3. After table functions evaluate their expressions we receive a virtual table like the one below.

If you need to create a virtual table in your DAX code, but are unsure how the table looks like, you can install DAX studio to help you write a query against your data model (you can’t do this directly in PowerBI or Excel). This way you can easily manipulate your code inside studio environment until its ready to be used as filter argument in DAX formula. For more information about DAX studio, please follow this link.

Filling the gaps in the formula

Now that we got to the innermost part of the formula and received our virtual table, we start returning to the original outermost CALCULATE to provide it with second filter argument. If we look at the step num 2, we can see that FILTER part still has to evaluate conditions over the table returned by the CALCULATETABLE function.

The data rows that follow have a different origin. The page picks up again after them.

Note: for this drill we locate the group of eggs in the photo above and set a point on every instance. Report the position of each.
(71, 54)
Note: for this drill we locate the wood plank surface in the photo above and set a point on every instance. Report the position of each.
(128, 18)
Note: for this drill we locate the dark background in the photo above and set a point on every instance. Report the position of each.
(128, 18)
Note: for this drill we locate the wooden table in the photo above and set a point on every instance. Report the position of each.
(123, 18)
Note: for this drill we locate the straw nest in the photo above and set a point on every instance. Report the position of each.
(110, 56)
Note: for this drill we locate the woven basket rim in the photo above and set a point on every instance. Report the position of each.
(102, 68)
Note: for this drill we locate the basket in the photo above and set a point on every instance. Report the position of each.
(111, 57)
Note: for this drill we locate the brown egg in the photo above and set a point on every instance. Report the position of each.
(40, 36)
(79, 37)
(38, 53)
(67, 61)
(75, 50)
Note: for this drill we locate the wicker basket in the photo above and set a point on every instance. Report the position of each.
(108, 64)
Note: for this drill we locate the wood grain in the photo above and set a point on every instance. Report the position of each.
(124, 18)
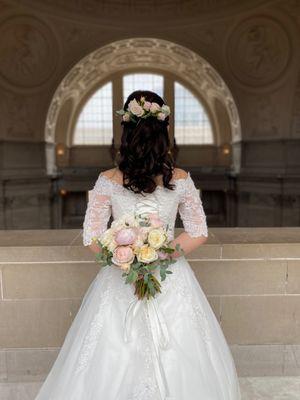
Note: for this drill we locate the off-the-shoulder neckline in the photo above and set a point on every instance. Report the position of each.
(157, 186)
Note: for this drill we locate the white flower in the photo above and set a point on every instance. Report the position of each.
(156, 237)
(165, 109)
(126, 116)
(135, 108)
(107, 239)
(147, 105)
(147, 254)
(154, 107)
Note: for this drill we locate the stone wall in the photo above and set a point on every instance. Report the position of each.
(253, 46)
(250, 277)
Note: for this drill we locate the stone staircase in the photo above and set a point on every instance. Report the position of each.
(251, 278)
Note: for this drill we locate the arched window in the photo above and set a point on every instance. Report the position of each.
(94, 125)
(191, 123)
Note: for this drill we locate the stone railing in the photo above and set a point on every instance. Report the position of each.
(251, 277)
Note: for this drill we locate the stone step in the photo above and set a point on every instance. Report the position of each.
(252, 388)
(223, 244)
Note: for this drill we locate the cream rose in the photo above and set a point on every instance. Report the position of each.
(147, 254)
(154, 107)
(156, 238)
(123, 255)
(135, 108)
(161, 116)
(165, 109)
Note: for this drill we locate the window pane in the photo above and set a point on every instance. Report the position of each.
(192, 125)
(133, 82)
(94, 125)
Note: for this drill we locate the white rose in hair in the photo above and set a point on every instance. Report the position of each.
(135, 108)
(161, 116)
(165, 109)
(154, 107)
(126, 117)
(147, 105)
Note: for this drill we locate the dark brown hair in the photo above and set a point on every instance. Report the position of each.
(145, 150)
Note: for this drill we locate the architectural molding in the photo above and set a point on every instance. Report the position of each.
(154, 54)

Final step: Rows in the virtual table that survive FILTER conditions will be used as second filter argument to the outermost CALCULATE function.

I believe 2 things in the final step need additional explanation

Why do we need to use VALUES( Dim_product[Product] ) as the first argument to CALCULATE?

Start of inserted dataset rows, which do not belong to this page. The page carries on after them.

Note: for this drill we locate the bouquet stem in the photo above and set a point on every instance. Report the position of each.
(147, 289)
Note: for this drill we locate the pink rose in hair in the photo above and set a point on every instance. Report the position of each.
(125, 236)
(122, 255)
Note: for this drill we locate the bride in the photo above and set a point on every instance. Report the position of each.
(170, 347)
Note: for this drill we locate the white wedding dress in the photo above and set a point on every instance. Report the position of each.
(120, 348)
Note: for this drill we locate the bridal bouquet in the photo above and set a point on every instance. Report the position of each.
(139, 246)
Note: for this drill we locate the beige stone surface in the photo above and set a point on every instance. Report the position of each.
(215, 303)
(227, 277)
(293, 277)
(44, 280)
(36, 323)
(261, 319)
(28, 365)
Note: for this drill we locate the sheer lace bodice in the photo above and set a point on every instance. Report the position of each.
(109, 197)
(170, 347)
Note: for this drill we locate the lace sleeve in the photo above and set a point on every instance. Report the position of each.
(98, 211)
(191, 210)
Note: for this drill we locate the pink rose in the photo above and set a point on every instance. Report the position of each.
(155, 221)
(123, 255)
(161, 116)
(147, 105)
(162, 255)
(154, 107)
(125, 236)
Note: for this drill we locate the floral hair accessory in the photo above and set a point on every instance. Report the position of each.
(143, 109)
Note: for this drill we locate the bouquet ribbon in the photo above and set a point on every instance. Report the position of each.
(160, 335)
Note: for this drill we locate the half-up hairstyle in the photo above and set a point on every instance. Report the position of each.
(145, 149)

The second argument to CALCULATE is CALCULATETABLE which removed the filter from Dim_product[Product] column. By doing so it removed the original filter context in case Dim_product[Product] column is to be plotted on a visual. Without the VALUES( Dim_product[Product] ) as the first argument, when we plot Dim_product[Product] column on the visual, we would see all the products with the same value (the value of the TotalRevenue of all the products in observer segment). With the use of VALUES( Dim_product[Product] ), because of the AND logic of filter arguments, we are restoring the original filter context of the products column.

Why is CALCULATETABLE table even a valid filter expression for the CALCULATE function?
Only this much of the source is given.